Governor questions Inouye’s ‘dying wish’
Hawaii Gov. Neil Abercrombie (D) is questioning the late Sen. Daniel Inouye’s (D-Hawaii) “dying wish” to have Rep. Colleen Hanabusa (D-Hawaii) succeed him.
The governor told The Associated Press that he had received a letter marked “personal” from someone who identified himself as Inouye just before the senator died.
“I received that letter, ostensibly coming from Sen. Inouye himself, a half an hour before he died in Washington, D.C. Literally,” Abercrombie told the AP. “Whether or not this could be construed as Sen. Inouye’s dying wish — let me put it this way — is problematic.”
{mosads}Abercrombie acknowledged that Inouye had repeatedly asked him to appoint Hanabusa, but said Inouye made that request when former Sen. Daniel Akaka (D-Hawaii) announced he would retire.
“I think it was kind of created,” Abercrombie said of the letter. “I don’t dispute for a second it represented his thinking, but it’s far from being a dying wish, sent from Washington and signed and sealed by Sen. Inouye in Washington.”
Peter Boylan served as Inouye’s deputy chief of staff at the time of his death, and now works as Hanabusa’s communications director.

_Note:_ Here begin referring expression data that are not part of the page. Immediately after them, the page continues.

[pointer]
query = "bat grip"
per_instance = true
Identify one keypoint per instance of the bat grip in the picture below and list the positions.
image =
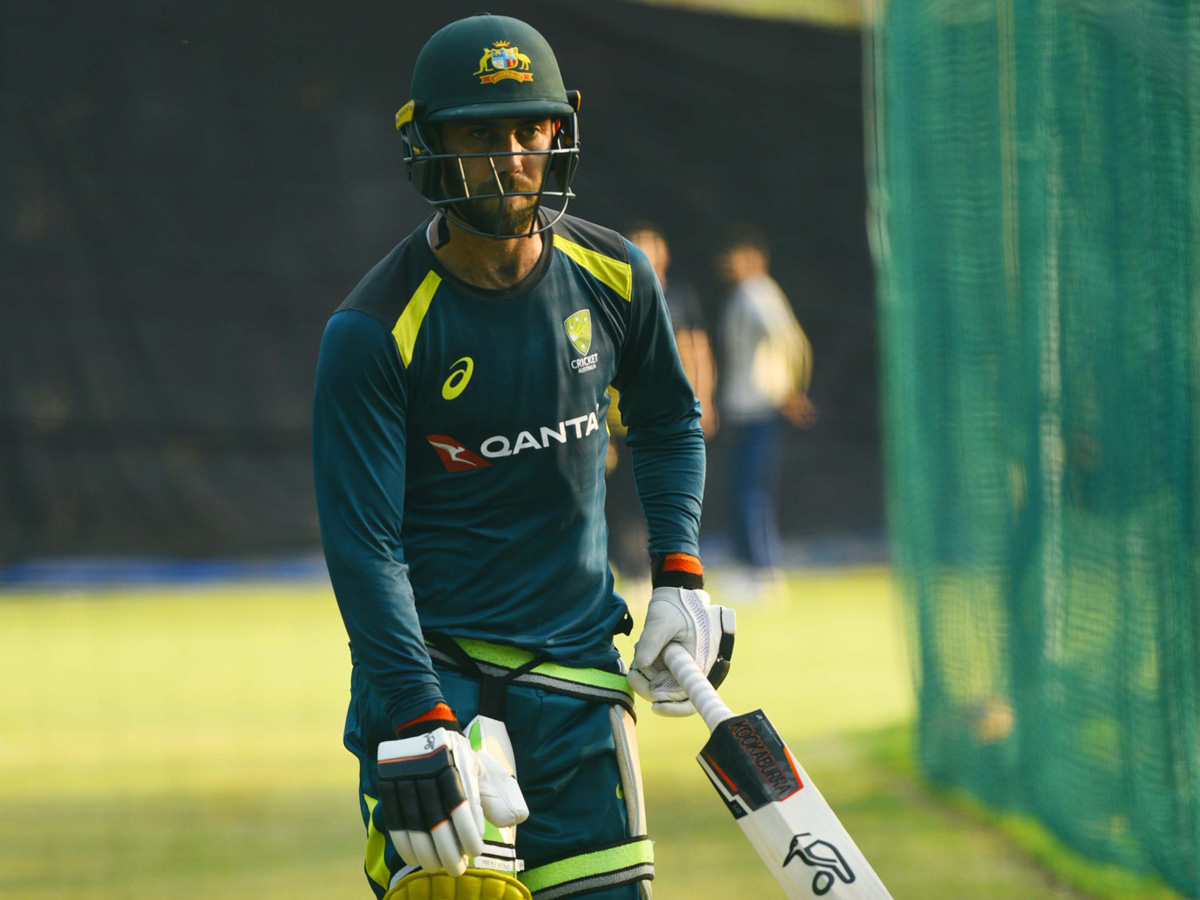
(702, 695)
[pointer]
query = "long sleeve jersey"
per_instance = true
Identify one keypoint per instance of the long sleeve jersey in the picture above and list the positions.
(459, 447)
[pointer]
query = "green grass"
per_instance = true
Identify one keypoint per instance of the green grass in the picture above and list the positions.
(187, 744)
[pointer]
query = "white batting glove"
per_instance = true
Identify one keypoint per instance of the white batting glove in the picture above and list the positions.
(436, 792)
(705, 630)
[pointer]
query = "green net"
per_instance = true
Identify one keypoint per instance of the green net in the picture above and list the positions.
(1036, 192)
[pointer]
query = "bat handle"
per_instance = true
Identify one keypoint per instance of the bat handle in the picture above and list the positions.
(702, 695)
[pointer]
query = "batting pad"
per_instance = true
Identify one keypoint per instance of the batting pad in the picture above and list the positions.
(472, 885)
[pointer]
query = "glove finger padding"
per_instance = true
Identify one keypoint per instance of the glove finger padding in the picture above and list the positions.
(705, 630)
(430, 786)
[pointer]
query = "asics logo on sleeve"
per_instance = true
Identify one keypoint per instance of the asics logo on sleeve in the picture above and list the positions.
(456, 383)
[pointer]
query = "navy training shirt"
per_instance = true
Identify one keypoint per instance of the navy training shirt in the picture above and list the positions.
(459, 449)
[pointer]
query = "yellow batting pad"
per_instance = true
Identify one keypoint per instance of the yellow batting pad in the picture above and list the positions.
(473, 885)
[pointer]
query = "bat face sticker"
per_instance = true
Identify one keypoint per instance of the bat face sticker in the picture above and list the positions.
(822, 856)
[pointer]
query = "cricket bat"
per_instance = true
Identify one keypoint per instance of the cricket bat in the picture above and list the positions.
(773, 798)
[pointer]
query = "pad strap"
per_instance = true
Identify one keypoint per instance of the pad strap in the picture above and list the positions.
(516, 666)
(607, 867)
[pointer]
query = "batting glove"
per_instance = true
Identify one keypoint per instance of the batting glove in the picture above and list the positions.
(436, 792)
(706, 631)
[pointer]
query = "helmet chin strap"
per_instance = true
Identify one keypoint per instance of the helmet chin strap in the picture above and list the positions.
(443, 232)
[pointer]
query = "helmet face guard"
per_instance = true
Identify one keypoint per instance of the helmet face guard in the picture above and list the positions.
(432, 172)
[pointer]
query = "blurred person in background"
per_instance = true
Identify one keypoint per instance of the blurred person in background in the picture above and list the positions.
(627, 527)
(459, 454)
(766, 366)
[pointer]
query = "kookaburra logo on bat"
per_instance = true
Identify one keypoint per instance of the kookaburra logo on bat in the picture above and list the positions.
(822, 856)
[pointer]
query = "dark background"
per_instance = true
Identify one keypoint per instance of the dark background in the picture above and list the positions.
(190, 190)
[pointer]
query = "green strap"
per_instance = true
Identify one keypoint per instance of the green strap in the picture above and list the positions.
(587, 683)
(598, 869)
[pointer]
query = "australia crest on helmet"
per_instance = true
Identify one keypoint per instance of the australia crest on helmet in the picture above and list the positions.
(503, 60)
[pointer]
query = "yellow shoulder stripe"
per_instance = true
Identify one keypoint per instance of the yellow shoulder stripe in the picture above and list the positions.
(612, 273)
(409, 323)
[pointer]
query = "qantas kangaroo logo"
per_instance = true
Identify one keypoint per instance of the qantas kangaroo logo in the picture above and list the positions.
(454, 455)
(822, 856)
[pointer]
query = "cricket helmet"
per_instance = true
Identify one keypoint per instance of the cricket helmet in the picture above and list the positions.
(480, 69)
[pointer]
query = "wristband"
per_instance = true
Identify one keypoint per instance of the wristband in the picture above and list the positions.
(441, 717)
(677, 570)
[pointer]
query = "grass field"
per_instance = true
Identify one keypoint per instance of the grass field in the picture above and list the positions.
(186, 743)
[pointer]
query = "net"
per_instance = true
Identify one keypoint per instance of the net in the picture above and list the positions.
(1037, 198)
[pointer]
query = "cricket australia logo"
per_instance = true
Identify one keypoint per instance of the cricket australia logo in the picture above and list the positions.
(503, 60)
(579, 330)
(822, 856)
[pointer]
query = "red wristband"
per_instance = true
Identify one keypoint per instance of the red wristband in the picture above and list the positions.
(432, 719)
(682, 563)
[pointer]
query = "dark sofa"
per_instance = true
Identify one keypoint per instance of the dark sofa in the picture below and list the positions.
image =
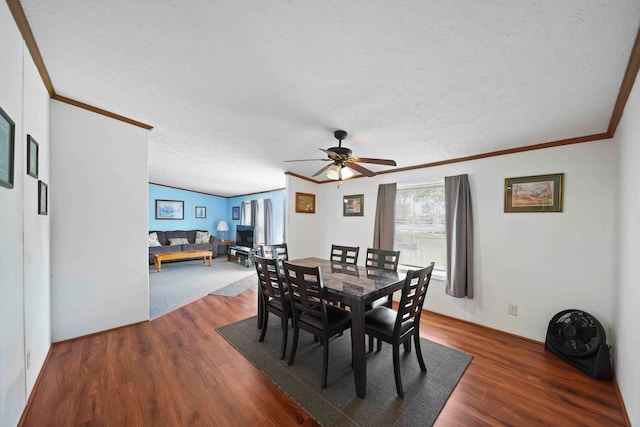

“Obviously he didn’t sit at the computer and type it up, but he dictated the contents of that letter in the week leading up” to his death, Boylan told the AP.
Abercrombie decided to appoint Sen. Brian Schatz (D-Hawaii) to Inouye’s Senate seat after Inouye died at the age of 88 in December 2012. Inouye was the second-longest serving U.S. senator in history after the late Sen. Robert Byrd (D-W.Va.).
Schatz was previously Hawaii’s lieutenant governor. Hanabusa was elected to the House in 2010.